Interpreting Deep Visual Representations via Network Dissection.

Research paper by Bolei B Zhou, David D Bau, Aude A Oliva, Antonio A Torralba

Indexed on: 25 Jul '18Published on: 25 Jul '18Published in: IEEE transactions on pattern analysis and machine intelligence


The success of recent deep convolutional neural networks (CNNs) depends on learning hidden representations that can summarize the important factors of variation behind the data. In this work, we describe \textit{Network Dissection}, a method that interprets networks by providing meaningful labels to their individual units. The proposed method quantifies the interpretability of CNN representations by evaluating the alignment between individual hidden units and visual semantic concepts. By identifying the best alignments, units are given interpretable labels ranging from colors, materials, textures, parts, objects and scenes. The method reveals that deep representations are more transparent and interpretable than they would be under a random equivalently powerful basis. We apply our approach to interpret and compare the latent representations of several network architectures trained to solve a wide range of supervised and self-supervised tasks.
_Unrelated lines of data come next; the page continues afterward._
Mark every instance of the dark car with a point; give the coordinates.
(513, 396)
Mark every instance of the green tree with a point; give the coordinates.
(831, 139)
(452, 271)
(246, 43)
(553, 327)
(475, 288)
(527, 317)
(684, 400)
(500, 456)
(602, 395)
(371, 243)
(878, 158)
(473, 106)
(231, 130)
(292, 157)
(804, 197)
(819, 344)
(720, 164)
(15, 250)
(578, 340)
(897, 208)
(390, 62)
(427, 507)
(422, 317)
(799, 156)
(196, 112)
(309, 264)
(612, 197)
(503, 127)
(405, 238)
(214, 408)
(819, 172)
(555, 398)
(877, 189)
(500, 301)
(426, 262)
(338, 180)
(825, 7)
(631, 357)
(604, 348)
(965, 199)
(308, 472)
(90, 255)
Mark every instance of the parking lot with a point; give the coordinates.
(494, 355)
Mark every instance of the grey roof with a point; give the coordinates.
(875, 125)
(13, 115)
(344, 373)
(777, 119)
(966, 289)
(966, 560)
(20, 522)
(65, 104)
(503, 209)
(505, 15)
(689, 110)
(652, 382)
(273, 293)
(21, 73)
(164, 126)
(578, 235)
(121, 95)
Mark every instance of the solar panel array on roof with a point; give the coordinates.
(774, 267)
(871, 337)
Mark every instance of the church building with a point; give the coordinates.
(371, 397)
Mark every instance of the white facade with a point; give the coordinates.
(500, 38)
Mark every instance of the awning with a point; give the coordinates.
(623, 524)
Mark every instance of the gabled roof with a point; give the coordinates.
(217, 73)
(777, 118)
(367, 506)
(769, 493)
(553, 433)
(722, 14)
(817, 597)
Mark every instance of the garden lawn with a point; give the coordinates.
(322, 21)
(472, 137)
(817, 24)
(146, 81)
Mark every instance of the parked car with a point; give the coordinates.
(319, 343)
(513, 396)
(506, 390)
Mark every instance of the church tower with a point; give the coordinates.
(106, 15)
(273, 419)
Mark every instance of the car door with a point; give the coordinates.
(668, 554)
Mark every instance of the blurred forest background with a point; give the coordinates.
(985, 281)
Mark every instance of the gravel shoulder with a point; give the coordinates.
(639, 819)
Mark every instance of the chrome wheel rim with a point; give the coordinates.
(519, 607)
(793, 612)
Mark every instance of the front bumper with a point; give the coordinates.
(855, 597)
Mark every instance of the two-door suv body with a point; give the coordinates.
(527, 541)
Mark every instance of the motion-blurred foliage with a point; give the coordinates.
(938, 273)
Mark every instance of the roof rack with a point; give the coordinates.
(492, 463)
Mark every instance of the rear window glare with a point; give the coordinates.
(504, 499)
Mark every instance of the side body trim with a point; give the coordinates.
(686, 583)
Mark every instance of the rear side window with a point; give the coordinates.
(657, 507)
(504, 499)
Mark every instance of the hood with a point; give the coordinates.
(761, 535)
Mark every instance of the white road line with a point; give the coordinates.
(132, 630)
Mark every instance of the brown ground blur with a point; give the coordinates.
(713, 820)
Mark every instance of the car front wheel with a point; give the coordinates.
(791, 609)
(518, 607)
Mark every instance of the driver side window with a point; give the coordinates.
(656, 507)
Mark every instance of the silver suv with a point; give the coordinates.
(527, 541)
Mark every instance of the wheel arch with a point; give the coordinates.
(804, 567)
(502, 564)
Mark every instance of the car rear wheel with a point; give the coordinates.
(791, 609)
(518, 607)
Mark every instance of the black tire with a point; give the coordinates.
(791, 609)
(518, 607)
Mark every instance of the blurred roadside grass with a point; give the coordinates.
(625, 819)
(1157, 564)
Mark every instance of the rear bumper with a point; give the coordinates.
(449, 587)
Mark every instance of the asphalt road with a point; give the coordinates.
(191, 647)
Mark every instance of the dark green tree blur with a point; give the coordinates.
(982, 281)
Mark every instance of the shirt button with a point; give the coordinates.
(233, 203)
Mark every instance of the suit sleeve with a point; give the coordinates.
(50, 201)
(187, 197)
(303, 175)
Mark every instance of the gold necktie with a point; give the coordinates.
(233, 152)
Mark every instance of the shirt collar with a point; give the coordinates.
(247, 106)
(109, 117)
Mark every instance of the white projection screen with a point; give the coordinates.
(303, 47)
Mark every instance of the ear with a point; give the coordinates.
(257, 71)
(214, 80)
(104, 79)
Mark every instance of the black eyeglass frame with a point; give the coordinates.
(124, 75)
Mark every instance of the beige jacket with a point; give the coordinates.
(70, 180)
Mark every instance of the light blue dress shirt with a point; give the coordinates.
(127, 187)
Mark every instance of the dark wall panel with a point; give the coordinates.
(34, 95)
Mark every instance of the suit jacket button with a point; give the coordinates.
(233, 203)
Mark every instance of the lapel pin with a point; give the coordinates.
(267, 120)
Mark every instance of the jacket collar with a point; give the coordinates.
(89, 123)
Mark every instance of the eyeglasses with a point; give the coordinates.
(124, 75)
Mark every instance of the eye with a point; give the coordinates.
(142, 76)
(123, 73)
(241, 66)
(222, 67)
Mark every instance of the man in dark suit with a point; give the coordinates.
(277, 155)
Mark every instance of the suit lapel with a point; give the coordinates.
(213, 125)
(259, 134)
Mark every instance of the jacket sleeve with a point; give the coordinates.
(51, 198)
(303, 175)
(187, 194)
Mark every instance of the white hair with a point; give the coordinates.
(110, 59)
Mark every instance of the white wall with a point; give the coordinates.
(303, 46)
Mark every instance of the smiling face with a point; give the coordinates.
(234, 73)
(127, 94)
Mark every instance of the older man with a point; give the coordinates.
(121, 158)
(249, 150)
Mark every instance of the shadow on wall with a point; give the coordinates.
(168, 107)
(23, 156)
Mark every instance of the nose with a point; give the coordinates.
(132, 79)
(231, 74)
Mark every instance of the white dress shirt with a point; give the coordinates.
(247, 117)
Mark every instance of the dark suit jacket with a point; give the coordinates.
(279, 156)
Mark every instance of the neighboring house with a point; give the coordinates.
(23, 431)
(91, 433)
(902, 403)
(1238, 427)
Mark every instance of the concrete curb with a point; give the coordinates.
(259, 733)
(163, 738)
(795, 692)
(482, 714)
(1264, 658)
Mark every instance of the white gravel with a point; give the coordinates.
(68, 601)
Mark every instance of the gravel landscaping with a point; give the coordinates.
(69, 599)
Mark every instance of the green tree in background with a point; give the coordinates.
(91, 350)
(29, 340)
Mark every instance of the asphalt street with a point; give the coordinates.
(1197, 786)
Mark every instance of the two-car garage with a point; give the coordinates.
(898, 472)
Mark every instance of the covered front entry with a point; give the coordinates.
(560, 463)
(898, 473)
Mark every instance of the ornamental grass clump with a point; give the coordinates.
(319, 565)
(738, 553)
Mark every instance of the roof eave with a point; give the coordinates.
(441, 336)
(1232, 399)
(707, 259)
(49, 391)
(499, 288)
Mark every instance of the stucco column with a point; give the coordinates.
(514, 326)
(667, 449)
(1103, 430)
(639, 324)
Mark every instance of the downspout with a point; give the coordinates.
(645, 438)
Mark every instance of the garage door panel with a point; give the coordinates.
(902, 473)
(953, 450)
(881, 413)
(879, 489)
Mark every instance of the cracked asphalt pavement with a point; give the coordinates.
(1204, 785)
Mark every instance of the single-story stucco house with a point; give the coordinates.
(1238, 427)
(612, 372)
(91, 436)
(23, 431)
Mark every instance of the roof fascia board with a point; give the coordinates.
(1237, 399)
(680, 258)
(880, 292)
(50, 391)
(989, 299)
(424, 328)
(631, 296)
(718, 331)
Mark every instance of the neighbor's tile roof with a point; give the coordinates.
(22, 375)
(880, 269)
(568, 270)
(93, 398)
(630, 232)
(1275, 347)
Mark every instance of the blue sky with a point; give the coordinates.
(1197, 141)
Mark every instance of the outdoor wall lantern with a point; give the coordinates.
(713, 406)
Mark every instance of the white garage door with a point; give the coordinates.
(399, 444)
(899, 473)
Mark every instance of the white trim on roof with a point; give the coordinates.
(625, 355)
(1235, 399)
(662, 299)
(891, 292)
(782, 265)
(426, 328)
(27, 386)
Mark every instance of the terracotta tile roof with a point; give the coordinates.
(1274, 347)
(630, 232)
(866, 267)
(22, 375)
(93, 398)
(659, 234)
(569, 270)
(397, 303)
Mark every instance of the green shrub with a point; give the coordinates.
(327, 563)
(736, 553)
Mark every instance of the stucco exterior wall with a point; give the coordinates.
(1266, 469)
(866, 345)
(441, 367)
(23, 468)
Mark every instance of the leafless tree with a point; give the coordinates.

We then examine factors affecting the network interpretability such as the number of the training iterations, regularizations, different initialization parameters, as well as networks depth and width. Finally we show that the interpreted units can be used to provide explicit explanations of a given CNN prediction for an image. Our results highlight that interpretability is an important property of deep neural networks that provides new insights into what hierarchical structures can learn.